Assistant Examiner: Wiggins; J. David
Attorney, Agent or Firm: Panitch Schwarze Jacobs & Nadel, P.C.
Claims
We claim:
1. A measuring device adapted to be lowered into a borehole from a ground
surface and used in a four parameter measuring system for measuring
simultaneously temperature, pressure, flow rate and steam quality of steam
injection profiles during heavy oil recovery from said borehole by steam
injection, the measuring device comprising:
a cable cap (1), arranged at the top of the device;
a measuring section (2), connected with said cable cap (1) and comprising a
metal case (26), three pressure sensors (21, 22, 23) for pressure
measurement, and a thermoelectric couple (25); said pressure sensors (21,
22, 23) and said thermoelectric couple(25) being longitudinally arranged
and spatially separated in said case (26); isolation lids (28) being
attached on two of said pressure sensors (22, 23) to form two respective
sensing spaces (221, 231) in a contiguous volume disposed between each of
said lids and each of said pressure sensors (22, 23) for said two sensors;
said two sensing spaces (221, 231) being airtightly sealed from other
parts in said case (26); a plurality of holes (261, 281) formed
respectively in said isolation lids (28) and said case (26) for allowing
fluid communication of said sensing spaces (221, 231) to the surrounding
environment;
a thermal protection section (3), connected to the lower part of said
measuring section (2) and used for safe transmission of data measured by
said pressure sensors (21, 22, 23) and said thermoelectric couple (25);
and
a thermal isolating section (4), connected to the lower part of said
thermal protection section (3), the thermal isolating section (4)
including an enclosed chamber having therein a data acquisition,
conversion and storage system (5, 6) comprising;
a pressure sensor for receiving the pressure data measured by one of said
measuring section pressure sensors (21, 22, 23),
a plurality of pressure differential sensors for receiving pressure data
measured by two of said measuring section pressure sensors (21, 22, 23)

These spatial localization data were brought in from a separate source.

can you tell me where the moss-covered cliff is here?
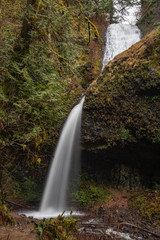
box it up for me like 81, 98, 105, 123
83, 29, 160, 147
81, 29, 160, 188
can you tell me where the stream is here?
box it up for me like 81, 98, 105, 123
75, 189, 160, 239
2, 191, 160, 240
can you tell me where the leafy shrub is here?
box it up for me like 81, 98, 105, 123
35, 213, 78, 240
72, 175, 109, 207
129, 190, 160, 228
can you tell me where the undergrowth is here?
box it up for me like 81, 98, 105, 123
129, 190, 160, 228
35, 213, 78, 240
0, 201, 15, 226
72, 175, 112, 207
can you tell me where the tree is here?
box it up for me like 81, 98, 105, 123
0, 0, 95, 202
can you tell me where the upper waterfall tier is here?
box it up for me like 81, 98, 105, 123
102, 23, 141, 68
114, 0, 141, 25
102, 0, 141, 70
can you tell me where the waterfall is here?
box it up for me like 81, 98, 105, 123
40, 96, 85, 214
23, 97, 85, 219
20, 0, 141, 220
102, 0, 141, 70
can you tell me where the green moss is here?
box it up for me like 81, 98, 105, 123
118, 128, 130, 141
85, 29, 160, 147
152, 134, 160, 143
95, 145, 111, 150
0, 201, 15, 226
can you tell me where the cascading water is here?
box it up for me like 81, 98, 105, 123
21, 0, 141, 221
102, 0, 141, 70
23, 97, 85, 219
40, 96, 85, 214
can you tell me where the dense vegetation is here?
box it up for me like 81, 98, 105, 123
138, 0, 160, 34
0, 0, 159, 215
0, 0, 138, 204
0, 201, 15, 226
0, 0, 102, 202
72, 174, 112, 206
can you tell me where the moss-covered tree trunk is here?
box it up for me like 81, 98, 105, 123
4, 0, 38, 96
14, 0, 37, 55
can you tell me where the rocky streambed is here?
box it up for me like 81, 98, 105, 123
76, 189, 160, 240
1, 190, 160, 240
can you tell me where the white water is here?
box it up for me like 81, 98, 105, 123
106, 228, 135, 240
22, 97, 85, 219
22, 210, 83, 219
40, 96, 85, 213
102, 0, 141, 70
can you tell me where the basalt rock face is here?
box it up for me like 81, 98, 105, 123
81, 29, 160, 187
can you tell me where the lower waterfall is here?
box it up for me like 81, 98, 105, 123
23, 97, 85, 218
40, 96, 85, 213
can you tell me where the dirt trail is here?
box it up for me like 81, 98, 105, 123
94, 189, 130, 209
0, 213, 39, 240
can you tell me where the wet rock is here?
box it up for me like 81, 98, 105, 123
98, 206, 105, 215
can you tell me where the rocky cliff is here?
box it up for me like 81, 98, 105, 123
81, 29, 160, 187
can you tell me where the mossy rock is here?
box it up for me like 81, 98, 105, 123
82, 29, 160, 148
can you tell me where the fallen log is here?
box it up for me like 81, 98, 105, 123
5, 200, 27, 209
119, 221, 160, 238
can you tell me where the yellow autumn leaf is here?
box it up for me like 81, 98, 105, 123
37, 158, 41, 164
20, 144, 27, 151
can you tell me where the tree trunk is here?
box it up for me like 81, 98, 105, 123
14, 0, 37, 55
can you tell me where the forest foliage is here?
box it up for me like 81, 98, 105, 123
0, 0, 112, 202
0, 0, 143, 202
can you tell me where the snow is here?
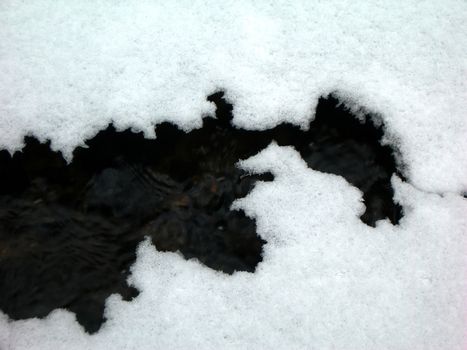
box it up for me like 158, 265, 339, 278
1, 0, 466, 349
1, 0, 466, 192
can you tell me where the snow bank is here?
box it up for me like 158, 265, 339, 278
1, 0, 466, 349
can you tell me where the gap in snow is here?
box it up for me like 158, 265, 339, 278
0, 91, 403, 334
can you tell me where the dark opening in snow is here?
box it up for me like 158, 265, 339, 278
0, 92, 403, 333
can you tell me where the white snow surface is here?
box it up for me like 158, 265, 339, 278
0, 0, 466, 192
1, 1, 467, 349
2, 144, 467, 350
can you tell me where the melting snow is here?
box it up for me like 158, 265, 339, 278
0, 0, 466, 349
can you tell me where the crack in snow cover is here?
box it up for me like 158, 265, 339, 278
0, 0, 466, 349
0, 93, 403, 334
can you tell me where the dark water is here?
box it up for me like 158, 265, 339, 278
0, 93, 403, 333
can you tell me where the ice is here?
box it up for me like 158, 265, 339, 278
1, 0, 466, 349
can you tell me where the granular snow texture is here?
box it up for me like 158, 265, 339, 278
0, 0, 466, 349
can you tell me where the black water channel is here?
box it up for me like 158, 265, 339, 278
0, 93, 404, 333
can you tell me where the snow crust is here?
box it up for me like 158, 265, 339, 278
1, 0, 466, 349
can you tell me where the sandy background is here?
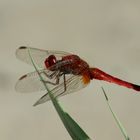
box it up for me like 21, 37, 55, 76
0, 0, 140, 139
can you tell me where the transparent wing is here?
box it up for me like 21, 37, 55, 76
15, 69, 59, 93
33, 74, 90, 106
16, 46, 71, 68
15, 68, 89, 95
16, 68, 90, 106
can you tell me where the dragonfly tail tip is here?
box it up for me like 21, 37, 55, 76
132, 84, 140, 91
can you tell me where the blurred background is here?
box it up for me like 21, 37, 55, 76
0, 0, 140, 139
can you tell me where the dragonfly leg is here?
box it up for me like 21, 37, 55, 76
55, 74, 67, 98
40, 71, 61, 86
63, 73, 66, 92
40, 71, 58, 79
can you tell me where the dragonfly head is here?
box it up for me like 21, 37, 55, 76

and producing pressure differential data therefrom,
a temperature sensor for receiving temperature data measured by said
thermoelectric couple (25), and
a conversion and storage system under the control of a single-chip
processor,
whereby the pressure and temperature data measured respectively by said
measuring section pressure sensors (21, 22, 23) and said thermoelectric
couple (25) are transmitted to said data acquisition, conversion and
storage system (5, 6) and stored therein, so that the temperature,
pressure, flow rate and steam quality of injected steam can be calculated
according to the theory of two phase flows of steam and liquid after the
device is raised through said borehole in its return to the ground.
2. A device as claimed in claim 1 wherein, said measuring section (2)
further comprises an upper lid (27) and a lower lid (24), which are
attached at the ends of said measuring section (2) and a hole (271) formed
in said upper lid (27) for allowing air to fluidly communicate from inside
said case (26) to the surrounding environment; wherein said upper lid (27)
and the uppermost measuring section pressure sensor (21) form a sensing
space.
3. A device as claimed in claim 2, wherein said cable cap (1) is at the top
of the device and includes an upper part (11) with a reduced diameter; a
lower part (12) with an enlarged diameter; a central hole (13) extending
through said cable cap (1); and a plurality of teeth on the outer surface
of said upper part (11).
4. A device as claimed in claim 2, wherein said thermal isolating section
(4) includes a case (41) and a cup (43) made of material having good
thermal conductivity; and a vacuum chamber (42) formed between the inner
surface of said case (41) and the outer of said cup (43) and airtightly
sealed.
5. A device as claimed in claim 4, wherein said thermal protection section
(3) comprises a plug fitting member (33) connected to said lower lid (24)
through a ring (31), a plug (34) used for plugging said vacuum chamber
(42), and a thermal protection core (32) with its upper part being made of
metal and its lower part being filled with a heat absorption agent (36).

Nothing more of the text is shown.